Simon English: Activists may find Sir Martin Sorrell rather a bitter pill to swallow

Simon English: Sir Martin Sorrell thinks big firms won’t have a choice but to up marketing spending at some point: Slaven Vlasic/Getty Images
Simon English: Sir Martin Sorrell thinks big firms won’t have a choice but to up marketing spending at some point: Slaven Vlasic/Getty Images

Is capitalism going to eat itself? Listening to Sir Martin Sorrell talk earlier, the answer sounded a lot like yes. Or at least, perhaps.

The ad man’s sales have been hit by various factors, most interestingly by the actions of those other Mad Men — activist investors.

Under pressure from the likes of Nelson Peltz, Dan Loeb and Carl Icahn, the world’s giant advertisers have taken fright. Procter & Gamble, Nestlé, Unilever and Reckitt Benckiser have slashed marketing spend and embraced other demons such as zero-based budgeting while they pursue costs cuts at the expense of growth.

These large companies are facing such demands for short-term share price performance that they daren’t take a longer view.

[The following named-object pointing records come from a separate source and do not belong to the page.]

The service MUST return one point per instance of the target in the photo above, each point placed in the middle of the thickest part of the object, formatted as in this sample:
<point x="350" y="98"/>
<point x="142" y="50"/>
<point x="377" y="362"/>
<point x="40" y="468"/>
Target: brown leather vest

All these spending cuts, aside from biffing WPP, have “resulted or will result in a further reduction in numbers of consumers or users, a serious warning sign”.

So the only growth for these big firms is artificial, it’s from cost cuts.

Sir Martin thinks big firms won’t have a choice but to up marketing spending at some point, but he plainly isn’t sure when that might happen. In the meantime, Peltz, Loeb and the rest are damaging the entire global economy in their own search for a larger slice of the pie (they surely have enough).

To them, long-term planning is what to have for lunch. Much beyond that, they don’t care.

They just trust that, in the end, the economy will improve and that their own philanthropic work — funded with money they’ve squeezed from the system — will be enough to save their reputations as great men.

It would be interesting to see how Sorrell would cope if the activists targeted his shares. Since they are down 11% today, some might sense an opportunity to start being difficult.

A Sorrell v Peltz punch up would be a sight to see. I’d buy tickets.

Don’t panic!

Sorrell’s comments are interesting for other reasons; they indicate a turn in the thinking of opinion formers almost everywhere.

In the wake of the financial crash, the accepted wisdom was that you can’t borrow your way out of debt. This point seems straightforwardly obvious, though it assumes government borrowing is the same as a family credit card (it isn’t).

Now Sir Martin is arguing that you can’t cut your way to growth, which seems unarguably true.

If President Trump does succeed in ramping up infrastructure spending, and central banks keep on quantitatively easing, you can ditch talk of debt reduction for another decade.

This will probably work out okay, as long as no one panics. No one ever panics.